First Grade Education


First Grade Education 2
Originally uploaded by lorenzodom

Last Sunday, my six-year old and I sat down to play an innocent game of Scrabble.

Thinking I had the upper hand as an adult with years of experience and a more extensive vocabulary, I gave him home court advantage and told him to go first.

Smiling, he throws me a curve ball and puts down S - E - X.

Shocked, I laugh and ask, "Where did you learn that word?"

Smiling bigger then ever he blurts out, "Skateboard Camp!"

I roll my eyes in response, not sure what I should think and then place my word extending left from the e: D - A - T - E.

Enzo once again proceeded to surprise me with his next word, S - I - N.

The congruency of the words and their meanings was all-too uncanny and laden with significance, especially considering that a six-year old still had another good ten years or so before he would truly understand the weight of these words and their overlapping inferences.

More importantly though, I thought about how at this sprite age he was safe from having to deal with the guilt associated with the social phenomena that was being played out upon the board.

Or was he? At what age should this sort of education begin? Intuitively and based on my own personal coming-of-age experience I feel that it is not until mid-adolescence that I will need to teach my boys about the birds and the bees. God knows that I was kept in the dark until high school and it seemed to keep me out of trouble, for the most part.

Alas, knowing as I do know, knowing that perhaps there is no God, knowing that religion was merely an easy and good way to bat down the primal urges and keep my libido in check, what moral course do I take with my own children?

This question is especially pertinent since our oldest is already a budding scientist. He just finished an anatomy class at Montclair State University for gifted children and has taken other likewise designed science courses there for the last couple of years including rocket science, engineering (invention convention) and basic chemistry.
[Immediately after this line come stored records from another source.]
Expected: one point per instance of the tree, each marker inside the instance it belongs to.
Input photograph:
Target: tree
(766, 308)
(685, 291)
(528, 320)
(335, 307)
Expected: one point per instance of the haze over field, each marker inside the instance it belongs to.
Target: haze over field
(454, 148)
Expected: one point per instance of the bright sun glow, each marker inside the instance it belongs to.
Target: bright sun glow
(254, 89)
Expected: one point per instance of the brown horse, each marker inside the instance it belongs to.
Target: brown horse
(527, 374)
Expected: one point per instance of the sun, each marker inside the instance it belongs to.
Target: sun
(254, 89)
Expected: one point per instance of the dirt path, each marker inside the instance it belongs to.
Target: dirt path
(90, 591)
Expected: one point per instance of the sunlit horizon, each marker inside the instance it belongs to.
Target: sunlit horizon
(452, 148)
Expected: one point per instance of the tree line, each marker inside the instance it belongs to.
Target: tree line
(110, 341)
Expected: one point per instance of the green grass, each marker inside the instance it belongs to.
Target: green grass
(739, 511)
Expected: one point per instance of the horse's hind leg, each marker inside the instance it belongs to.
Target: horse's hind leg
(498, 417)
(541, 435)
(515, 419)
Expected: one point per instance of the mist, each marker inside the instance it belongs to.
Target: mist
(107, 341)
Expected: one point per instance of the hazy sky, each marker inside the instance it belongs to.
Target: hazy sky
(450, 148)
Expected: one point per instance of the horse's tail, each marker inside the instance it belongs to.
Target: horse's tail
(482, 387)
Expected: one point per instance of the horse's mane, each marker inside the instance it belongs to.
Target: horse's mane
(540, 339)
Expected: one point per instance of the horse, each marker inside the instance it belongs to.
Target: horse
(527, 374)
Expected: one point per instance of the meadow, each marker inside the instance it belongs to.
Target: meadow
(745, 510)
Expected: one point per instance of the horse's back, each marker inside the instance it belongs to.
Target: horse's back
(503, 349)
Hence, therein lies my dilemma, for how can I encourage his scientific curiosity when I also feel that I must still hide some of the basic information about how we function, what motivates us, and how we come and came into being, in order to protect him from our innate proclivity to err.

It is a delicate balance to say the least, and it is not always easy to straddle between playing the fool who sees no evil, hears no evil and speaks no evil; and the all-knowing father who wants his little boy to be fully aware and endowed with the knowledge that will enable his fullest intellectual potential.

That said, upon pondering the issue of timeliness and our little lad’s education, I realized that albeit I was not hitting home runs until I was sixteen, I did begin to pique at a relatively early age, as one particular piece of confessional verse attests: My First Pique.

Thus, at the same age as Enzo, I was already motivated to leer and stare and wonder, as little boys do when the ballyhoo begins down under. So, even though at this innocent age I may not have had all the right words with which to reference my first intimate experiences—something was indeed happening. And even though ultimately my parents did not sit me down to explain things, I discern that I was still quite fortunate to not have made any critical missteps along the way due to my ignorance.

That said, our precocious little boy apparently enjoys looking at my big Taschen picture book—The Great American Pin-Up. His mother said she found him one afternoon about a year ago carrying it around with him wherever he went.

We decided to put it on the top shelf—high and out-of-reach, much like modern-day morals.